Quella donna mi faceva saltare i nervi. Avevo capito, mi stava ripetendo le stesse cose da quando aveva deciso di farmi partire. Ma infondo ero troppo felice per darle retta e risponderla, come mio solito, in maniera acida, allora strinsi il suo viso tra le mie mani e le diedi un bacio affettuoso sulla guancia, “Ciao mà, ti voglio bene e stai tranquilla”. Questo però non era da me, allora allontanandomi, mi voltai, la guardai e gridai con aria divertita: “Non aspettarmi, probabilmente non tornerò mai più” e scoppiai in una risata. Rise anche lei, ma era più una risata nervosa, la sua.  

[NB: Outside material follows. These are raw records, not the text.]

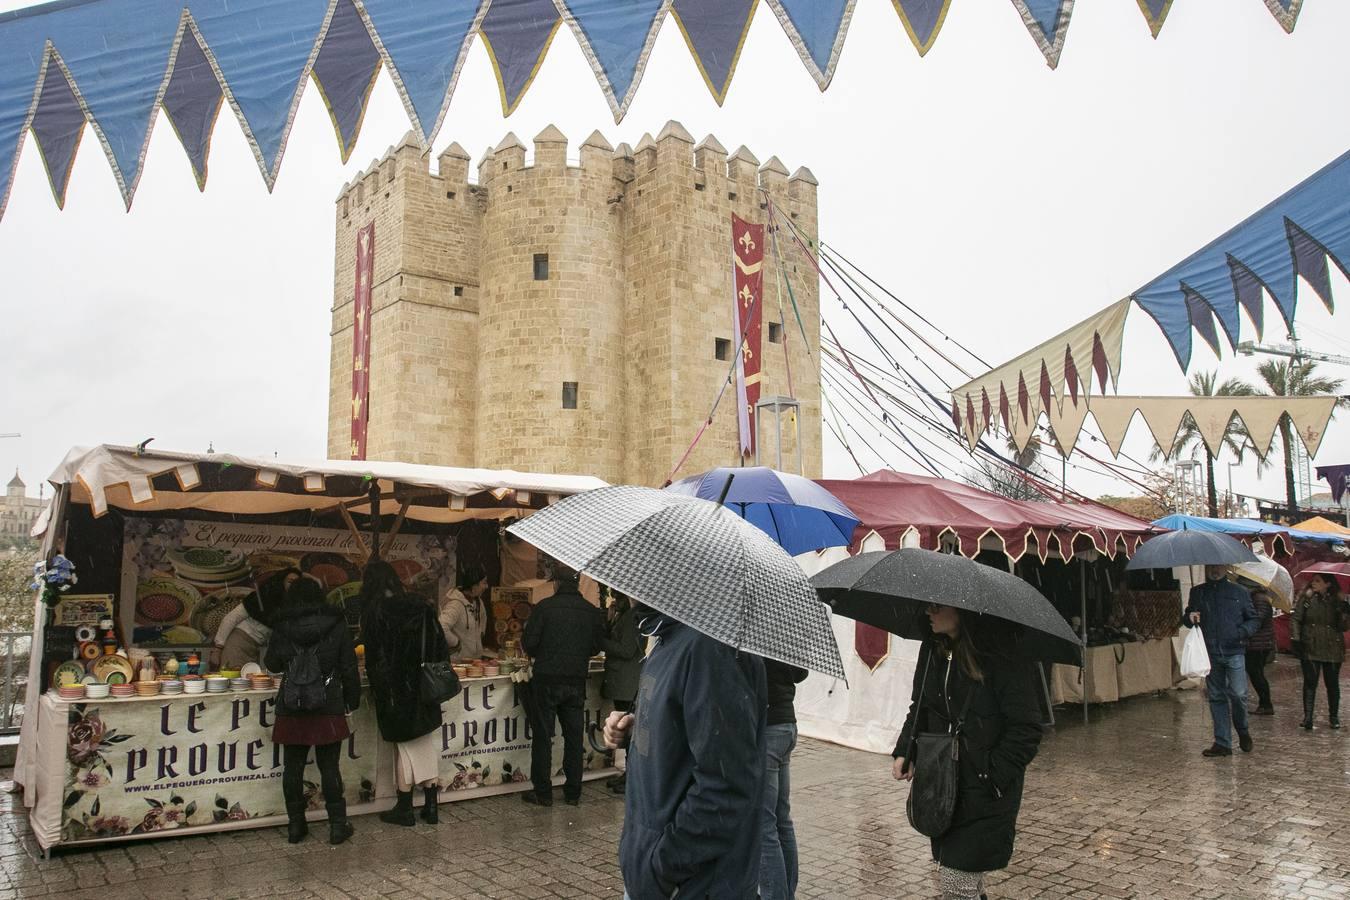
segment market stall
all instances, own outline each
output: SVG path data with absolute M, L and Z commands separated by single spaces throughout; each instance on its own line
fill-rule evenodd
M 1009 500 L 890 471 L 820 484 L 862 520 L 855 552 L 926 547 L 1007 568 L 1035 584 L 1067 620 L 1078 619 L 1089 643 L 1116 645 L 1089 647 L 1081 679 L 1077 667 L 1051 668 L 1046 692 L 1054 702 L 1080 701 L 1084 683 L 1093 702 L 1172 687 L 1170 636 L 1180 621 L 1179 595 L 1148 579 L 1127 583 L 1117 572 L 1139 542 L 1157 532 L 1147 522 L 1093 504 Z M 801 561 L 814 572 L 842 552 Z M 1112 620 L 1118 627 L 1108 630 Z M 839 616 L 833 621 L 848 684 L 809 676 L 797 691 L 798 727 L 810 737 L 889 753 L 909 708 L 918 645 Z M 1127 646 L 1117 662 L 1121 643 Z
M 428 597 L 453 585 L 463 560 L 496 586 L 485 658 L 461 663 L 462 690 L 443 707 L 442 799 L 529 787 L 515 648 L 548 573 L 500 528 L 598 479 L 104 446 L 72 451 L 51 481 L 44 556 L 68 563 L 51 567 L 36 601 L 35 714 L 15 769 L 44 850 L 284 821 L 271 742 L 278 682 L 257 664 L 219 671 L 217 635 L 298 569 L 343 608 L 359 657 L 360 573 L 376 552 Z M 599 723 L 594 668 L 586 715 Z M 385 809 L 393 748 L 369 703 L 352 731 L 349 809 Z M 561 742 L 555 754 L 560 764 Z M 588 753 L 586 765 L 596 777 L 606 761 Z M 317 789 L 309 794 L 321 809 Z

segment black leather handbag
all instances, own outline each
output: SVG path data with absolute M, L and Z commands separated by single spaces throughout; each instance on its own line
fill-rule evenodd
M 923 683 L 919 687 L 920 711 L 923 709 L 928 670 L 932 662 L 930 653 L 928 665 L 923 670 Z M 951 730 L 920 732 L 910 741 L 908 763 L 914 771 L 914 780 L 909 786 L 909 799 L 905 801 L 905 814 L 914 830 L 926 837 L 942 837 L 952 827 L 956 792 L 961 778 L 961 727 L 965 724 L 966 710 L 970 708 L 970 699 L 976 687 L 971 685 L 966 692 L 961 715 L 952 724 Z
M 422 667 L 418 672 L 417 696 L 426 706 L 440 706 L 459 696 L 459 676 L 448 662 L 427 662 L 427 620 L 422 617 Z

Fu il mio primo viaggio e fu anche molto tranquillo, senza contare l’atterraggio, un po’ troppo turbolento. Lì non c’è sempre il sole.  
Atterrammo all’aeroporto di Stansted a Londra, pioveva, ma non me ne preoccupai, mi avevano detto di tenere sempre un ombrello a portata di mano. Comunque il tratto all’aperto fu breve e ci ritrovammo subito alla ricerca delle valigie.
“Tay, aspettami!” mi urlò Beatrice, o per me Bea. Non ero partita sola, eravamo in due. “Potresti sbrigarti? Sembri una lumaca!”risposi io, con aria troppo felice per sembrare seria. Mi raggiunse e ci guardammo con un sorriso stampato sul viso, senza parlare, eravamo felici e entrambe lo sapevamo. Aspettavamo questo ‘viaggio della maturità’ da parecchio. E diciamo che se alla fine siamo riuscite a partire è tutto grazie a mia nonna. Desiderava che io facessi questo viaggio in Inghilterra più di quanto potessi io. Lei è nata lì, ma all’età di 26 anni non so esattamente per quale ragione, si trasferì in Italia. Ha lottato fin da quando io nacqui per insegnarmi non solo a parlare in italiano, ma anche in inglese e ci è riuscita. Santa donna. Si chiama Taylor, come me. Cioè, perciò io, italiana, ho questo nome. Ma mi piace, le sono debitrice anche per questo, chissà mia madre come m’avrebbe chiamata altrimenti.
Un taxi ci portò dall’aeroporto alla periferia di Londra, è lì che mia nonna, che Dio la benedica, ha una casetta. Non  l’ha mai venduta o messa in affitto, diceva sempre che quella era la sua vera ed unica casa. Come biasimarla, era il posto dov’era cresciuta e l’unica persona che mise piede di nuovo lì, dopo tanti anni, fui io.
C’era tanto da mettere a posto e da spolverare, ma avevamo tre lunghi mesi di tempo, potevamo stare tranquille. Avevo portato con me una decina di libri, l’ipod e una Reflex. Tutto il resto era futile.
 Posso dire che ebbe così inizio la mia avventura.